Nasional Madura Food & Travel Sastra & Budaya Sportainment Hiburan Features Cek Fakta Catatan Pendidikan Hukum Kriminal Ekonomi Bisnis Internasional Lifestyle Oto & Tekno Religi Ibu & Anak Kesehatan Radar Madura TV

Pengadaan Mesin Perajang Dianggarkan Ratusan Juta

Hera Marylia Damayanti • Senin, 20 April 2026 | 09:59 WIB
DAUN EMAS: Warga merajang tembakau di Dusun Anyir, Desa Panyirangan, Kecamatan Pangarengan, Sampang, Rabu (20/8/2025). (FADIL UNTUK JPRM)
DAUN EMAS: Warga merajang tembakau di Dusun Anyir, Desa Panyirangan, Kecamatan Pangarengan, Sampang, Rabu (20/8/2025). (FADIL UNTUK JPRM)

SAMPANG, RadarMadura.id Tahun ini Dinas Pertanian dan Ketahanan Pangan (Disperta KP) Sampang mengalokasikan anggaran untuk belanja mesin perajang tembakau.

Anggaran yang disediakan ratusan juta. Terdapat 30 kelompok tani (poktan) yang menjadi sasaran program tersebut.

Kabid Sarana Pertanian Disperta KP Sampang Nurdin menyampaikan, pengadaan mesin perajang untuk membantu produktivitas tembakau. Mesin tersebut dimanfaatkan saat masa panen tembakau.

”Rencana kami akan didistribusikan di triwulan kedua,” katanya kepada JPRM, Kamis (16/4).

Pengadaan tersebut bersumber dari dana bagi hasil cukai hasil tembakau (DBHCHT) 2026. Total anggarannya mencapai Rp 306 juta.

Anggaran tersebut untuk belanja 30 unit mesin perajang yang akan dibagikan pada 30 poktan.

”Saat ini kami tengah melakukan proses verifikasi bagi calon penerima,” ungkapnya.

Nurdin menjelaskan, poktan yang mengajukan proposal sebanyak 36 kelompok. Sementara, kuota yang tersedia hanya 30 mesin.
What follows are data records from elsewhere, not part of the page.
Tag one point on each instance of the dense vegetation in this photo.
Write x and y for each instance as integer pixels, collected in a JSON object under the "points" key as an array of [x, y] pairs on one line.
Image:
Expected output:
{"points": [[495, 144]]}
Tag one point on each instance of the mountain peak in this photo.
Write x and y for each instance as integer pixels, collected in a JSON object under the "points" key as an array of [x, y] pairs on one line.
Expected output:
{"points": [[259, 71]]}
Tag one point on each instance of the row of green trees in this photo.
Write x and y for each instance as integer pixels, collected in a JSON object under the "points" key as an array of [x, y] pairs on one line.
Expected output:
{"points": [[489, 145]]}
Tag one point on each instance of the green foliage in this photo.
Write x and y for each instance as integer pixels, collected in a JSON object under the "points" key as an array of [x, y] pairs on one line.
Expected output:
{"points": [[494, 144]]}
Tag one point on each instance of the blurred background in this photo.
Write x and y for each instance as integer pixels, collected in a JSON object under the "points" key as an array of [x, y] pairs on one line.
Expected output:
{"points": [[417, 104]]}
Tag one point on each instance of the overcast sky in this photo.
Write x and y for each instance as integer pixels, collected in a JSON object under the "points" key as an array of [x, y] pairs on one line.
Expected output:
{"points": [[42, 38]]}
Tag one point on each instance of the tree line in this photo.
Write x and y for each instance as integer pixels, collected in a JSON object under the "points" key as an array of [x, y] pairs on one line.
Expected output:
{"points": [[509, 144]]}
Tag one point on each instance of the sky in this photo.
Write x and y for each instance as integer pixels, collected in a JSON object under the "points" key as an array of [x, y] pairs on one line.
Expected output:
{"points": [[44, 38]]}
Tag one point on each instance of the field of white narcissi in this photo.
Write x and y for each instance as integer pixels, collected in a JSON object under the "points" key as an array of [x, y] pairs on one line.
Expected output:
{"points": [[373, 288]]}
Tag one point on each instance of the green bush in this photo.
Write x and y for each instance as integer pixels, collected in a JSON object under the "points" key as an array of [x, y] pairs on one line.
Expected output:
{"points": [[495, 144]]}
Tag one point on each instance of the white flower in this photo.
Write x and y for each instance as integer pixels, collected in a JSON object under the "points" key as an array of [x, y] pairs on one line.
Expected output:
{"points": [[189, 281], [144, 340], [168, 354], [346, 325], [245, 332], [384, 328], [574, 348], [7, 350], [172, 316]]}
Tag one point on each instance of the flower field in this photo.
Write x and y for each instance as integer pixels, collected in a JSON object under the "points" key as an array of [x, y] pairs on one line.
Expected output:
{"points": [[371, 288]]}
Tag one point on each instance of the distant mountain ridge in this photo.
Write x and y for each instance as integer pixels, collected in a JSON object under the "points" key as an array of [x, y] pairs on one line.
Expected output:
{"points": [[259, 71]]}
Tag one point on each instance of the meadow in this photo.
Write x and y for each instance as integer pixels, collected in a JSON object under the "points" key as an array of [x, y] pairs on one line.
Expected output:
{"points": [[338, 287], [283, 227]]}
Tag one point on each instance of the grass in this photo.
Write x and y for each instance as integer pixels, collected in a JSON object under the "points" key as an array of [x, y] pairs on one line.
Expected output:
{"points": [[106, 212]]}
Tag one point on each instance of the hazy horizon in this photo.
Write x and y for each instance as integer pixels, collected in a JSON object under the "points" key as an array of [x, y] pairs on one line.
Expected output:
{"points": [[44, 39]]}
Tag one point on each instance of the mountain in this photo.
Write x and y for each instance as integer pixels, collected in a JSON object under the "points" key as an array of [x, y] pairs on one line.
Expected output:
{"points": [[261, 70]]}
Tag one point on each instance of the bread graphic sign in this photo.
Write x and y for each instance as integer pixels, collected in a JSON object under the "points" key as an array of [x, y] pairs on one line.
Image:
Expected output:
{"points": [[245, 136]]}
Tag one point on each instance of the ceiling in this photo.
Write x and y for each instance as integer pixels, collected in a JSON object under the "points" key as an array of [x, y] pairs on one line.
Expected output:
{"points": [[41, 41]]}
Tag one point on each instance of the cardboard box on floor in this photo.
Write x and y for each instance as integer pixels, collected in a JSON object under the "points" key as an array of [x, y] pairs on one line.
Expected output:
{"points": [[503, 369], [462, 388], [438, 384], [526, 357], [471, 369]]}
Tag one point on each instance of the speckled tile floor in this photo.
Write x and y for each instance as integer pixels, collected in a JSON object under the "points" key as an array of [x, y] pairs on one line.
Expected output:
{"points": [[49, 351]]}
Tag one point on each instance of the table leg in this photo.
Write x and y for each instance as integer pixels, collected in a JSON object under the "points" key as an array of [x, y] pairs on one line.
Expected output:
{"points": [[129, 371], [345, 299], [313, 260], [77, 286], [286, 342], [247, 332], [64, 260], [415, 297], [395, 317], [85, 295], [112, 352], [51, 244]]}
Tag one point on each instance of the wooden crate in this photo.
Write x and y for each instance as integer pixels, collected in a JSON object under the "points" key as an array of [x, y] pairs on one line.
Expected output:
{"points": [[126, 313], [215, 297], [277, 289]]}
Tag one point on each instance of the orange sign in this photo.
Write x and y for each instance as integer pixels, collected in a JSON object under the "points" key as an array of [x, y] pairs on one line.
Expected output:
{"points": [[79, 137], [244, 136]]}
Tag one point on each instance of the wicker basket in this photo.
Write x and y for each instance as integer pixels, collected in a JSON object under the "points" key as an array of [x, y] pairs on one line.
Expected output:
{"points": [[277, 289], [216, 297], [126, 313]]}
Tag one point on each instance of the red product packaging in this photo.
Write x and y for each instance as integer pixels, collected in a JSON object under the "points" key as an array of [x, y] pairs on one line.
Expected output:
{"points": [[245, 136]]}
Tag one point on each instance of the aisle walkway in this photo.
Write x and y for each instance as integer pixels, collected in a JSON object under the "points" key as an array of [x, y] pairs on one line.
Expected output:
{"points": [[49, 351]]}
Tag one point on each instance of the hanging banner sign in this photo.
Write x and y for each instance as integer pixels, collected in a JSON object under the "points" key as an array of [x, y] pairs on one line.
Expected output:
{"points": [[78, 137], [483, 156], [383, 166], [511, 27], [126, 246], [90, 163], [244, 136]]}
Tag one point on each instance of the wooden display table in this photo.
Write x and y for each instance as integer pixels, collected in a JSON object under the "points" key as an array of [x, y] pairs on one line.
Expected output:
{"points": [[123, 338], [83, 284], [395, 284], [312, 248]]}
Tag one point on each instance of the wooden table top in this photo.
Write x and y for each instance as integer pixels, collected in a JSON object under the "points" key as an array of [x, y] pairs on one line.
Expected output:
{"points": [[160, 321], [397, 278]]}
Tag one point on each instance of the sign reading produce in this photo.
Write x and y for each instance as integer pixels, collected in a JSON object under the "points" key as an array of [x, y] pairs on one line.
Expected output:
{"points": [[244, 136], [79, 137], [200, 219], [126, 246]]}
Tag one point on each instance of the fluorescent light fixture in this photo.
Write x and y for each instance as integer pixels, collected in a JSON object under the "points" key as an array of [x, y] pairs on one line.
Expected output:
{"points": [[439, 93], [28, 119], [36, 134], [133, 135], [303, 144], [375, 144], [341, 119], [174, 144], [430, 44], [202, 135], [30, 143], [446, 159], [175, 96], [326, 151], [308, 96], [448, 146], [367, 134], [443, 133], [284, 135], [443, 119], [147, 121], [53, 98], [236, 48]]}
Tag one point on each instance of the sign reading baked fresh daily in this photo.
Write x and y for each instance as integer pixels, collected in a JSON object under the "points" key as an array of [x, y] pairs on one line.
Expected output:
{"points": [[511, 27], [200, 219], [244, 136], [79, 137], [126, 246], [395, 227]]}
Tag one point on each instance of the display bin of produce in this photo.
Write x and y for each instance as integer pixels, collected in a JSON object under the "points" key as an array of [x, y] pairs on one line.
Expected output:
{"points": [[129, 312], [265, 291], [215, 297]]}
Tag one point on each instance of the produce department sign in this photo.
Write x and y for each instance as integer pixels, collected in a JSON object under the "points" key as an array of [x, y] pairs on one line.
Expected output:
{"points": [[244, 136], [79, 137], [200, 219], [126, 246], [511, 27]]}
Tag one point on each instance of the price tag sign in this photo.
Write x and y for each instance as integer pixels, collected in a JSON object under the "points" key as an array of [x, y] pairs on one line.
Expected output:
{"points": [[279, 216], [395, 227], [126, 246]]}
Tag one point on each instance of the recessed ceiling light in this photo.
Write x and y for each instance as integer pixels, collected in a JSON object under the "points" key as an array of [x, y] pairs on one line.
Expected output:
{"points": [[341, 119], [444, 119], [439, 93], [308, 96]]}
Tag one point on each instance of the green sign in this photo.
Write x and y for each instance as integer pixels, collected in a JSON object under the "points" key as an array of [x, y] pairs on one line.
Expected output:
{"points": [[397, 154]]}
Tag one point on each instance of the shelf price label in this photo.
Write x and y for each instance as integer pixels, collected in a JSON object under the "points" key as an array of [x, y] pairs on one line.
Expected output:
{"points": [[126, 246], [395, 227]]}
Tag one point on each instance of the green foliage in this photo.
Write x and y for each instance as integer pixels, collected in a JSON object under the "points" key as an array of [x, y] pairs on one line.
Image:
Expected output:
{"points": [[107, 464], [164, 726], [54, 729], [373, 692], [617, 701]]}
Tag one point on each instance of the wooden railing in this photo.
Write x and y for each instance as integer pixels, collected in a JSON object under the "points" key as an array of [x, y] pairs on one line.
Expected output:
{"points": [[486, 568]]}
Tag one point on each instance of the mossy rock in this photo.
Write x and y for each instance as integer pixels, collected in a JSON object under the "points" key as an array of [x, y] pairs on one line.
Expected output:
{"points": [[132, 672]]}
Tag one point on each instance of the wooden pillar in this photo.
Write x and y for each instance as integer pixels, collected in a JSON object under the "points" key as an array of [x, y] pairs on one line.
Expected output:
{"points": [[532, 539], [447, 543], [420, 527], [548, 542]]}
”Misal dari hasil verifikasi 36 kelompok memenuhi syarat semua, maka keputusan akhir ada di bupati Sampang,” jelasnya.

Dia memastikan pengadaan mesin perajang tembakau dilakukan transparan. Sistem pengadaannya dilakukan melalui e-Katalog.

Ditargetkan, akhir Juli sudah masuk pengadaan dan langsung didistribusikan. ”Pengadaannya kami lakukan dengan e-Katalog,” ujarnya.

Ketua Asosiasi Petani Tembakau Indonesia (APTI) Sampang Haryono berharap agar penentuan kelompok transparan. Penyuluh harus profesional agar bantuan tersebut tepat sasaran.

”Saya hanya meminta kejadian tahun lalu tidak terjadi lagi. Semoga tahun ini bisa maksimal,” harapnya. (ay/bil)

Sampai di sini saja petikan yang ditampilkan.